DNA binding study of antifungal drug Ketoconazole by molecular docking and spectroscopic analysis

The process of developing new drug molecules is long-term, costly, and especially the process of moving to clinical trials takes a long time. Consequently, conducting experimental and theoretical binding studies of drugs or drug candidates with biological materials, such as DNA and RNA, are crucial to reduce costs and minimize time requirements. As the DNA a fundamental biological molecule constitutes a major target for numerous pharmaceuticals, binding studies of various molecules with DNA is a broad field of research. DNA binding properties of antifungal drugs are of great importance in understanding their biological activities and elucidating their mechanisms of action. DNA binding studies also provide critical information to optimize the effects of antifungal drugs on target cells and to increase the selective toxicity of drugs. Ketoconazole (KTZ) is an azole-containing antifungal drug, and azole-containing drugs have many pharmacological properties. In this study, the interaction between the KTZ molecule and calf-thymus DNA (ct-DNA) was examined using various spectroscopic methods. The binding constant between ct-DNA and KTZ molecule was calculated using results obtained from different spectroscopic methods. UV–vis and fluorescence studies indicated a binding constant was calculated as 5.8 × 10⁴ M⁻¹ and 6.21 × 10⁴ M⁻¹ for the interaction between KTZ and ct-DNA, respectively. ct-DNA quenched the fluorescence of KTZ with a quenching constant approximately equal to 13 × 10¹² M⁻¹.s⁻¹. Fluorescence displacement experiments using ethidium bromide (EB) and Hoechst 33,258 revealed interaction between KTZ and ct-DNA occurred through minor groove binding mode.

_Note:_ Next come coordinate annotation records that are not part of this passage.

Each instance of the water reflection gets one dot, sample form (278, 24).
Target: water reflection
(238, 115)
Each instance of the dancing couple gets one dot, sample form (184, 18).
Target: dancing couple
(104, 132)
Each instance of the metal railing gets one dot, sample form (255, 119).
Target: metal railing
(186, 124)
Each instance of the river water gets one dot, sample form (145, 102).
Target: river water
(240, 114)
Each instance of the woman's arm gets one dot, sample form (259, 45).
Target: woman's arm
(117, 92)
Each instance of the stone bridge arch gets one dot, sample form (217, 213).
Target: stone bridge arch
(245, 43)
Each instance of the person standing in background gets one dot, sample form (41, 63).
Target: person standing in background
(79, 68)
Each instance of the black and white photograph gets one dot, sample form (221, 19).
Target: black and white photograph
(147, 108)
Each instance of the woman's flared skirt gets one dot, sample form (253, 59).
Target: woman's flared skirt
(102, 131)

This conclusion was further supported by viscosity measurements, DNA melting studies, and KI quenching experiments. In light of experimental results, KTZ molecule quenches the fluorescence of DNA with a static mechanism due to the negative values of thermodynamic parameters such as ΔH^o and ΔS^o. In addition, the interaction of the KTZ molecule with ct-DNA was investigated theoretically by Molecular Docking. It interacts with the minor groove of DNA through a combination of van der Waals forces and hydrogen bonding interactions.